A wondrous artifact over at Pergelator: the instrument panel from a 1929 Hudson Super Six. I got to wondering why a ’29 specifically, and it turned out that this was Hudson’s biggest year ever, third in US sales, behind Ford and Chevy but a smidgen ahead of your choice of Chrysler brands. (Chrysler, in 1928, had introduced Plymouth and DeSoto and bought Dodge; there persists a story that DeSoto was created specifically to use as a club against Dodge, should they refuse Chrysler’s overtures.)

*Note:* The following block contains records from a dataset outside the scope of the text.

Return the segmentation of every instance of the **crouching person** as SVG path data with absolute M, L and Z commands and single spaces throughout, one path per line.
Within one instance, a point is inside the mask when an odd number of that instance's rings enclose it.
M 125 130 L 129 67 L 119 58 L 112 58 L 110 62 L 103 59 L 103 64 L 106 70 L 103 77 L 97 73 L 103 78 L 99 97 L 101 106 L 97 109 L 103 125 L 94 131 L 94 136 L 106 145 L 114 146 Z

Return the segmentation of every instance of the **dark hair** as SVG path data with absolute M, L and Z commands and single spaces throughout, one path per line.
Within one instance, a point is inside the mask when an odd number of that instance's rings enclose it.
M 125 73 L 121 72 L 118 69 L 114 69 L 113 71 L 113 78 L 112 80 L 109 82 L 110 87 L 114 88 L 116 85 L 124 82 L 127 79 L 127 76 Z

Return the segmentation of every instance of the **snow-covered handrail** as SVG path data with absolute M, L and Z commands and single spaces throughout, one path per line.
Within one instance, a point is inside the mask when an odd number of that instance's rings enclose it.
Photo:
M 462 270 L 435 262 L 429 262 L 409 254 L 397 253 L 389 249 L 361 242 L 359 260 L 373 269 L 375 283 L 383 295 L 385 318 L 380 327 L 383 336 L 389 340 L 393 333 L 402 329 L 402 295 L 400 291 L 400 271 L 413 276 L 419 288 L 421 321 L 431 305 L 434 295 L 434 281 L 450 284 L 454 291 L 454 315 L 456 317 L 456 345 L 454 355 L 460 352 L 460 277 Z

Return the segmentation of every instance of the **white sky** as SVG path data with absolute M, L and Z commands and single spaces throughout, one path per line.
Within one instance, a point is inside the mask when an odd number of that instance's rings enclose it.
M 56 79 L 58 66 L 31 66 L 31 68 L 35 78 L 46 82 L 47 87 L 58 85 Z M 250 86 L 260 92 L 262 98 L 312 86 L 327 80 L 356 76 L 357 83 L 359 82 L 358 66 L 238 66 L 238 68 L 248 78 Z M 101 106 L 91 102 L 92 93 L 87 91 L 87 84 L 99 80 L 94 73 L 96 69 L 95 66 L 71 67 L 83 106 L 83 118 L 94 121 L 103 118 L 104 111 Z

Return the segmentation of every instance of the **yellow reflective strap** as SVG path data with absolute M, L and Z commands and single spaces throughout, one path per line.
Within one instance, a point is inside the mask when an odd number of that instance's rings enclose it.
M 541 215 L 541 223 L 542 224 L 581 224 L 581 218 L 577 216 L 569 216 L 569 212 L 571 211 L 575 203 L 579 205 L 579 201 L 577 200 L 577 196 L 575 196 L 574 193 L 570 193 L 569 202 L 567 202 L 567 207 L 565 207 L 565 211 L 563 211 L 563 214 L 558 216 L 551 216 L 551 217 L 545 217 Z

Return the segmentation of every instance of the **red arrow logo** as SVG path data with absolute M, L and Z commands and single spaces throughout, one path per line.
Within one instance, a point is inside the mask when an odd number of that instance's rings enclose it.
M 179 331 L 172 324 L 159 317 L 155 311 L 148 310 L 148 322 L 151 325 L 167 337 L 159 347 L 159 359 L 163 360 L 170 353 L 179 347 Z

The Super Six was Hudson’s top-selling model back then, and though Hudson, in a fit of corporate apostasy, went to eight-cylinder cars in 1930, the postwar line reintroduced the Super Six, which became their best seller for the next several years, largely because the old straight-eight cost about 10 percent more and delivered only seven more horsepower. By 1951, Hudson was winning races with a 308-cubic-inch six, which in civilian form kicked out 145 hp, more than the old eight, and which the company offered with some serious go-fast parts: the “Twin-H Power package” had dual induction and twin carburetors, offering 160-170 hp, and the factory-racer version (dubbed 7-X) was good for 210. The old eight-holer faded into oblivion. Unfortunately, so did Hudson, which was merged with Nash in 1954 to form American Motors; both brands were killed off after the 1957 model year in favor of Rambler, previously a Nash sub-brand, which was selling better than either.
There is, incredibly, one active Hudson dealer remaining: Miller Motors in Ypsilanti, Michigan.